So far, both the presence of the tone contrast in a dialect and its neutralization in certain
contexts has appeared categorical (cf. also Peters 2006, 2007a,b, 2008, Gussenhoven & Peters
2005). Nevertheless, if phonological features are subject to erosion, it is to be expected that
variable realizations should occur, either within speakers or across speakers from the same
speech community, reflecting a stage in which the contrast is on its way out.
1.4 Aims of the investigation
The goal of our investigation was to see to what extent the dialect of Roermond maintains it
contrast in each of the contexts specified in section 1.2 above. The perception experiment of
Fournier et al. (2006) was restricted to stimuli with declarative intonation. In these data, the
contrast appeared to be robustly present in accented syllables (both IP-final and IP-medial)

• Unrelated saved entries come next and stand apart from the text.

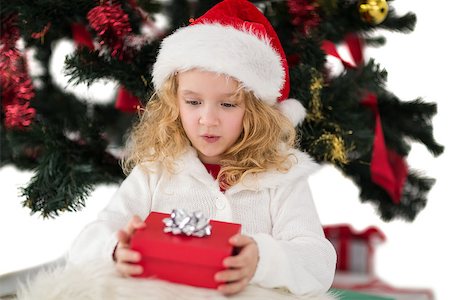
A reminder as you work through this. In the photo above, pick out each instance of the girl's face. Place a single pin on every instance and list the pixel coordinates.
(211, 117)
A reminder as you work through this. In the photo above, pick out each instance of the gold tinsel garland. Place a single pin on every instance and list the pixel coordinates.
(336, 151)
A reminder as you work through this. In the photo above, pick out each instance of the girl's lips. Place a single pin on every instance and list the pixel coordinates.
(210, 138)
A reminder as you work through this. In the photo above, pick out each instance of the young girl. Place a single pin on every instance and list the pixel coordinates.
(218, 136)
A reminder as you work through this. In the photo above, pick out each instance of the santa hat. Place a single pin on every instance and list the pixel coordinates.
(236, 39)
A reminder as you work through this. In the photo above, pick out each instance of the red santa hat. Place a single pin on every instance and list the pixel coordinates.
(236, 39)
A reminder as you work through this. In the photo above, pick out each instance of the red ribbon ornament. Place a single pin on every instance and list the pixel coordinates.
(387, 168)
(126, 101)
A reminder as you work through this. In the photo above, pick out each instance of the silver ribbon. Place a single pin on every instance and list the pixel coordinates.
(182, 222)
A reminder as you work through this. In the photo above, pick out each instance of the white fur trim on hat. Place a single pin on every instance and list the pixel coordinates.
(241, 54)
(293, 110)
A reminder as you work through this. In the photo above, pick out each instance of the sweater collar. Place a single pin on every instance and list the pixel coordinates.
(303, 166)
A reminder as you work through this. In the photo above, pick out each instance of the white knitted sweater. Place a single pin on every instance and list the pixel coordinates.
(274, 208)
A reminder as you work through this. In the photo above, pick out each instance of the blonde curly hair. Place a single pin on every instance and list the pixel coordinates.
(159, 136)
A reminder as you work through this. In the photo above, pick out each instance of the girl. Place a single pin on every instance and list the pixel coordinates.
(218, 136)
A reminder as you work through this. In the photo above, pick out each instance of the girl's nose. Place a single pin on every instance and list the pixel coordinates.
(209, 117)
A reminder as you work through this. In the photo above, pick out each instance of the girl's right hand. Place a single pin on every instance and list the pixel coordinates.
(124, 257)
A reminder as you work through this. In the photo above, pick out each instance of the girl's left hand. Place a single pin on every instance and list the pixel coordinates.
(241, 267)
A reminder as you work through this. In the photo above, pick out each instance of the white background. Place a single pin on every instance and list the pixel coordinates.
(414, 255)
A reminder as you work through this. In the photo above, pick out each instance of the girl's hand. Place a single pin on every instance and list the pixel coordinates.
(124, 257)
(240, 268)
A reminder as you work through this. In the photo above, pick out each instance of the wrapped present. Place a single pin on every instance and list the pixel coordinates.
(355, 249)
(183, 248)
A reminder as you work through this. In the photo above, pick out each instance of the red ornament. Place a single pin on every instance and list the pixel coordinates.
(81, 36)
(19, 115)
(16, 85)
(304, 14)
(112, 26)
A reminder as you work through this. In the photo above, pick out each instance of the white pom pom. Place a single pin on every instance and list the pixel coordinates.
(293, 110)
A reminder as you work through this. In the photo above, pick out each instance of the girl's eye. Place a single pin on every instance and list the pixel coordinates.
(228, 105)
(192, 102)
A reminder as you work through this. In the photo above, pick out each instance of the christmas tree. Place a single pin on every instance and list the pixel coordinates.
(353, 121)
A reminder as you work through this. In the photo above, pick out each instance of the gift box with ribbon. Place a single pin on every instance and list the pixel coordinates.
(183, 248)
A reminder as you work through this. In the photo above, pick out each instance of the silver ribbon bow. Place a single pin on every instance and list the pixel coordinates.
(182, 222)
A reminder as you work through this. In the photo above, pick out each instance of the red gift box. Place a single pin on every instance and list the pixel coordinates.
(183, 259)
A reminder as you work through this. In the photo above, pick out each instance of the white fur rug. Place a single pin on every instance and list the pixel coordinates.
(94, 282)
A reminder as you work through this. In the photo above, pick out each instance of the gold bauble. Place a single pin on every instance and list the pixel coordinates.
(373, 11)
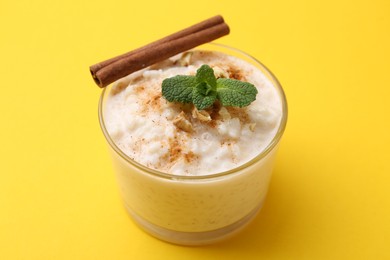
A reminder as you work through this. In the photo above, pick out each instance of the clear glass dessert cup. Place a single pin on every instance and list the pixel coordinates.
(196, 210)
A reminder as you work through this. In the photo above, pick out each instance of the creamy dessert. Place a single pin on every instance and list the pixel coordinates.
(179, 139)
(192, 176)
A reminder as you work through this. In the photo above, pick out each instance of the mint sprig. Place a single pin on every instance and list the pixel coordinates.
(204, 89)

and IP-final unaccented syllables, while being effectively neutralized in IP internal
unaccented syllables, both before and after the focal pitch accent. However, we have no
information on the extent to which the contrast is maintained in interrogative intonation
contours. To this end, we ran a forced-choice identification experiment with auditory stimuli
produced by two speakers which included both interrogative and declarative contours. The
structure of the materials as well as the stimuli for the declarative intonation were identical to
those in Fournier et al. (2006), but a different group of listeners participated in the experiment.

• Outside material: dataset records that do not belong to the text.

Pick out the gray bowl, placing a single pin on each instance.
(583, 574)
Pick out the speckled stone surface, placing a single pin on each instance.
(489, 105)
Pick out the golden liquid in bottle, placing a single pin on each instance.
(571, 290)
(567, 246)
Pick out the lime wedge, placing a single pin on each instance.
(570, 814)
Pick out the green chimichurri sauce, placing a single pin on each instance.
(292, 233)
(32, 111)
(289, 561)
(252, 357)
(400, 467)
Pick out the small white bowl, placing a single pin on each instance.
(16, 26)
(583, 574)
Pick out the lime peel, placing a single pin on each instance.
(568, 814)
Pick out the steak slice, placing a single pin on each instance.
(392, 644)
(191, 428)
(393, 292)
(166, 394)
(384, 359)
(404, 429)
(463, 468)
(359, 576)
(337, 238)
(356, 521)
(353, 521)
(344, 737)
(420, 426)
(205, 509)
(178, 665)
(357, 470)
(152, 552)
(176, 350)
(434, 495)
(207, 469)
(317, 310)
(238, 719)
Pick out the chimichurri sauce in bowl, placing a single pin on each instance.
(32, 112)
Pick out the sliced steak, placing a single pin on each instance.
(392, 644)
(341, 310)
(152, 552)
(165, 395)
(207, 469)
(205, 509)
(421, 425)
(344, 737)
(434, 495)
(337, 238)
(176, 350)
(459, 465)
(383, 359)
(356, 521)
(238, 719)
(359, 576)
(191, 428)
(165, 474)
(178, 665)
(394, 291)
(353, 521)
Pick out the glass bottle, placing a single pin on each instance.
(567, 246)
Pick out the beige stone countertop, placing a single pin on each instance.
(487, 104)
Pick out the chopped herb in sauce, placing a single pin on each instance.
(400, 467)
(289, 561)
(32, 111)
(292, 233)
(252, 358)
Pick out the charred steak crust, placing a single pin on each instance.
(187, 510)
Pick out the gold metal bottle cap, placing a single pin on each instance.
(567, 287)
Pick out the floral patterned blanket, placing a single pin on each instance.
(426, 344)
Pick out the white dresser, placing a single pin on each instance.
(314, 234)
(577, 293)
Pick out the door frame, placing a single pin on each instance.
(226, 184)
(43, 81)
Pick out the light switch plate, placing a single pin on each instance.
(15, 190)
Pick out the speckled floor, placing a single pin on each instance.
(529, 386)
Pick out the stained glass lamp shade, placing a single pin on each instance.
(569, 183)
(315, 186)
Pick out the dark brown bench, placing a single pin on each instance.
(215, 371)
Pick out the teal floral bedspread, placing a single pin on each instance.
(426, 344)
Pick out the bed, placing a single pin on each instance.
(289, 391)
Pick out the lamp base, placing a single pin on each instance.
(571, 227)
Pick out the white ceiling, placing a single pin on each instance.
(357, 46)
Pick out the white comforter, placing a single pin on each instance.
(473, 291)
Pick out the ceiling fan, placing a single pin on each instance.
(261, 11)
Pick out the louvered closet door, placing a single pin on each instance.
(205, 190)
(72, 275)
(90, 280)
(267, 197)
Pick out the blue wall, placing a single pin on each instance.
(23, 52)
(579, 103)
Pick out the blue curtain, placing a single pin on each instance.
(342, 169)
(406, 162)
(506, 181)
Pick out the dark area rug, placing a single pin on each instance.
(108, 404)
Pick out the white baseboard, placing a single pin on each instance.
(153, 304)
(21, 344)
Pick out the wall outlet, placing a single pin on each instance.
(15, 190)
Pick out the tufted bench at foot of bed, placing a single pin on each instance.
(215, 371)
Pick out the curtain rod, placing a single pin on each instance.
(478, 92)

Our experiment revealed that the tone contrast in IP-medial nuclear syllables in interrogative
intonation contours (cf. (5a,b)) was poorly discriminated. In this context, the contrast amounts
to a timing difference of a pitch rise. Separating the scores out on the basis of the speaker of
6
-7the stimuli further revealed that the poor scores were obtained for the stimuli produced by one
of our two speakers. Since this suggested that in this context, the contrast was variably lost or
that its salience was gradually reduced, we decided to collect data for the contrast in this
position from a group of 17 speakers below the age of 26. The results confirmed a picture of
variable tone loss, whereby the low pitch of the accented syllable with Accent 2 (cf. (5a)) is
not clearly distinct from the rising pitch movement in equivalent syllables with Acccent 1 (cf.

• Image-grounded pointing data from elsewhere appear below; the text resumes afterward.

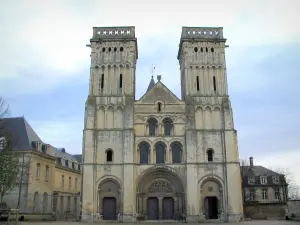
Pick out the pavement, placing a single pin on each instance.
(255, 222)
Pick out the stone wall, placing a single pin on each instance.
(265, 211)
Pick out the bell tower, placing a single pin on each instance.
(201, 57)
(108, 136)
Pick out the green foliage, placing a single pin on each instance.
(9, 170)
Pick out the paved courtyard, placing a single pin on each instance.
(256, 222)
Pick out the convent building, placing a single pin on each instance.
(160, 156)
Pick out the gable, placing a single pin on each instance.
(159, 92)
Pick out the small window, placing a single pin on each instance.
(159, 107)
(109, 156)
(121, 81)
(209, 155)
(251, 180)
(102, 81)
(46, 172)
(276, 194)
(263, 179)
(198, 84)
(214, 83)
(275, 180)
(264, 194)
(37, 175)
(252, 194)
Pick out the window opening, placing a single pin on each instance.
(109, 155)
(198, 84)
(209, 155)
(102, 81)
(159, 107)
(121, 81)
(214, 83)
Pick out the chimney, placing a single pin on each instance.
(251, 162)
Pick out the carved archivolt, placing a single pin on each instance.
(160, 186)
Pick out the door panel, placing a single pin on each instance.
(168, 208)
(109, 208)
(152, 208)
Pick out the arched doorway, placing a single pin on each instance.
(109, 201)
(160, 194)
(211, 198)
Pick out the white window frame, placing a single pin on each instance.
(275, 179)
(277, 194)
(251, 180)
(264, 194)
(252, 194)
(263, 179)
(38, 171)
(2, 143)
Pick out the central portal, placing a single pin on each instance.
(160, 195)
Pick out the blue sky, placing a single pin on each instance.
(44, 69)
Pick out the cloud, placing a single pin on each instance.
(51, 36)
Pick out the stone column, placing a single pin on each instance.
(160, 208)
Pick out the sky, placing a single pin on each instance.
(44, 64)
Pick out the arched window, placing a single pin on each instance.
(109, 156)
(121, 81)
(144, 153)
(152, 123)
(198, 84)
(102, 81)
(159, 107)
(176, 152)
(214, 83)
(45, 202)
(160, 153)
(167, 126)
(210, 155)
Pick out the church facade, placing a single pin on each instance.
(160, 156)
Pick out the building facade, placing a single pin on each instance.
(51, 178)
(160, 156)
(265, 192)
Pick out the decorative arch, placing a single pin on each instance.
(144, 150)
(210, 155)
(109, 153)
(160, 152)
(177, 149)
(159, 182)
(211, 187)
(109, 190)
(152, 126)
(168, 129)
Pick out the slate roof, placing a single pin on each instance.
(22, 136)
(258, 171)
(151, 84)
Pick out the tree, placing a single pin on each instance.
(9, 160)
(290, 189)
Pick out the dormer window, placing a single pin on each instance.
(275, 179)
(263, 179)
(251, 180)
(2, 143)
(159, 107)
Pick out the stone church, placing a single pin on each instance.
(160, 156)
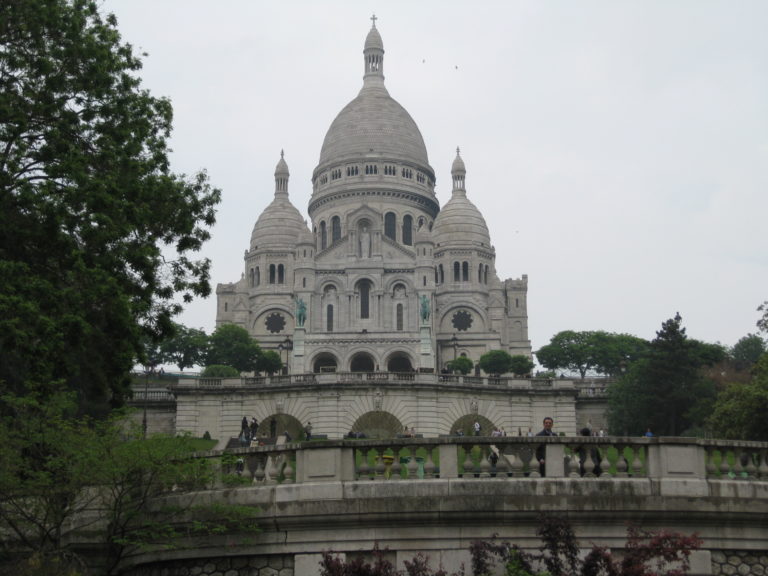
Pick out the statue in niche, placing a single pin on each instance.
(301, 312)
(424, 308)
(365, 243)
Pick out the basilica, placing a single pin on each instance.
(384, 278)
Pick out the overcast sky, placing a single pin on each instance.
(617, 149)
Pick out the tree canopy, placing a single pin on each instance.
(666, 390)
(495, 362)
(231, 345)
(598, 351)
(97, 235)
(740, 409)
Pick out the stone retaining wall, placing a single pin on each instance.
(223, 566)
(739, 563)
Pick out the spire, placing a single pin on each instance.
(458, 172)
(281, 177)
(373, 54)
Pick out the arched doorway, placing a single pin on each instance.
(399, 362)
(325, 362)
(362, 362)
(378, 425)
(466, 425)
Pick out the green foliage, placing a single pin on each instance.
(665, 391)
(96, 233)
(54, 467)
(495, 362)
(220, 371)
(746, 352)
(740, 409)
(269, 362)
(231, 345)
(560, 554)
(462, 365)
(602, 352)
(185, 348)
(521, 365)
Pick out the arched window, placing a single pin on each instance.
(364, 288)
(323, 236)
(390, 225)
(407, 230)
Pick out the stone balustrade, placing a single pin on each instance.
(509, 458)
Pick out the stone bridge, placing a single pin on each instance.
(437, 495)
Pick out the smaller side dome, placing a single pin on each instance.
(281, 224)
(459, 222)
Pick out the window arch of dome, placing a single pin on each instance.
(390, 225)
(275, 320)
(325, 361)
(363, 289)
(408, 230)
(399, 361)
(323, 236)
(462, 318)
(363, 360)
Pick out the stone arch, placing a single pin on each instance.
(325, 362)
(399, 362)
(466, 425)
(362, 362)
(276, 425)
(479, 320)
(378, 425)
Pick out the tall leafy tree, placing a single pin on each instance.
(97, 235)
(186, 348)
(747, 351)
(231, 345)
(666, 390)
(495, 362)
(740, 409)
(598, 351)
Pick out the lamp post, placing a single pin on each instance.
(146, 396)
(287, 344)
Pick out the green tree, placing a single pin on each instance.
(520, 365)
(269, 362)
(667, 390)
(603, 352)
(96, 233)
(747, 351)
(495, 362)
(740, 409)
(462, 365)
(186, 347)
(231, 345)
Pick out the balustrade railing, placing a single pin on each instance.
(505, 458)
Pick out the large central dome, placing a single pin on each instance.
(373, 124)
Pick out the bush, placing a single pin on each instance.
(220, 371)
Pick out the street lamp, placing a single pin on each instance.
(287, 344)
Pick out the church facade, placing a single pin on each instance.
(384, 278)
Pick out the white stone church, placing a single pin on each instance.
(385, 279)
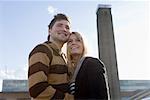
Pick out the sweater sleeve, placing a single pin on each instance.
(96, 79)
(39, 60)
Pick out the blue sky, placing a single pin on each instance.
(23, 25)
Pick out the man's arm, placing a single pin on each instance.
(39, 60)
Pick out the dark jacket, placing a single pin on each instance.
(90, 80)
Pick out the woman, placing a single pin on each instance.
(90, 80)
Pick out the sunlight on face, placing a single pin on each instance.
(75, 44)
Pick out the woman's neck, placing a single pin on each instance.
(76, 58)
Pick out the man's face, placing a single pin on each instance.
(60, 31)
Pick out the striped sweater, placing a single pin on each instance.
(47, 73)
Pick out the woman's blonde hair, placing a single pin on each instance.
(70, 60)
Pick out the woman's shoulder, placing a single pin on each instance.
(93, 59)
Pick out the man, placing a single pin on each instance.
(47, 74)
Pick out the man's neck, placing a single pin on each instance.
(58, 44)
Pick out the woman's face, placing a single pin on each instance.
(75, 45)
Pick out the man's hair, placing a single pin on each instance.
(57, 17)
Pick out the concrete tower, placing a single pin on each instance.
(106, 46)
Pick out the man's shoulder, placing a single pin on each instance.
(41, 47)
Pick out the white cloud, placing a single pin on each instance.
(51, 10)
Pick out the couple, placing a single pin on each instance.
(50, 77)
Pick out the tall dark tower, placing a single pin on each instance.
(106, 47)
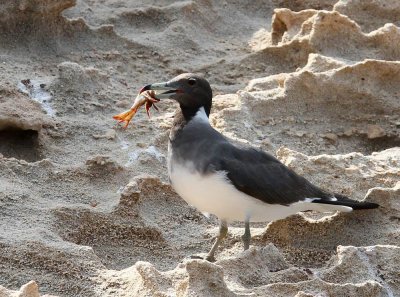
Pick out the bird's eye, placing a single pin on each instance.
(191, 81)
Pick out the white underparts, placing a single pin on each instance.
(213, 193)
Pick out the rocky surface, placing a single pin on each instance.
(86, 208)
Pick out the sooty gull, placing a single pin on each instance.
(233, 182)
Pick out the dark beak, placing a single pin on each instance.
(162, 90)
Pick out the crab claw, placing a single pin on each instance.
(125, 116)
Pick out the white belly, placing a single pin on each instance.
(214, 194)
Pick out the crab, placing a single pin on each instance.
(146, 98)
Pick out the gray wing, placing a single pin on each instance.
(251, 171)
(262, 176)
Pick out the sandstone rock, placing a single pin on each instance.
(375, 131)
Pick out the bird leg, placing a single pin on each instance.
(223, 231)
(246, 236)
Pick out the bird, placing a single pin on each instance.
(234, 182)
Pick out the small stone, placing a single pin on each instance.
(375, 131)
(349, 132)
(331, 137)
(110, 134)
(93, 203)
(122, 103)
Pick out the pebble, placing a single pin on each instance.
(375, 131)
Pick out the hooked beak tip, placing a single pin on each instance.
(145, 88)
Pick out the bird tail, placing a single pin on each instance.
(345, 201)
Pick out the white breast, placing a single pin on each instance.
(213, 193)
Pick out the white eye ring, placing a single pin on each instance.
(191, 81)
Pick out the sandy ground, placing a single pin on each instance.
(86, 208)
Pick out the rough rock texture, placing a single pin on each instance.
(86, 208)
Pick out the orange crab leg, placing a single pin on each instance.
(126, 116)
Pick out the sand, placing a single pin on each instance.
(86, 208)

6b)), because some speakers begin the pitch rise for Accent 2, which in the conservative
speakers occurs after the accented syllable, inside the end of the accented syllable.
An unexpected result was a significant recognition score for the stimuli produced by one of
the two speakers in pre-nuclear position in declarative intonation contours. Fournier et al.
(2006) found no effect of lexical tone category for the same stimuli in this context. Since the
judges in the experiment reported here were older than those reported in the earlier
experiment, we reran part of the identification experiment with a group of younger subjects.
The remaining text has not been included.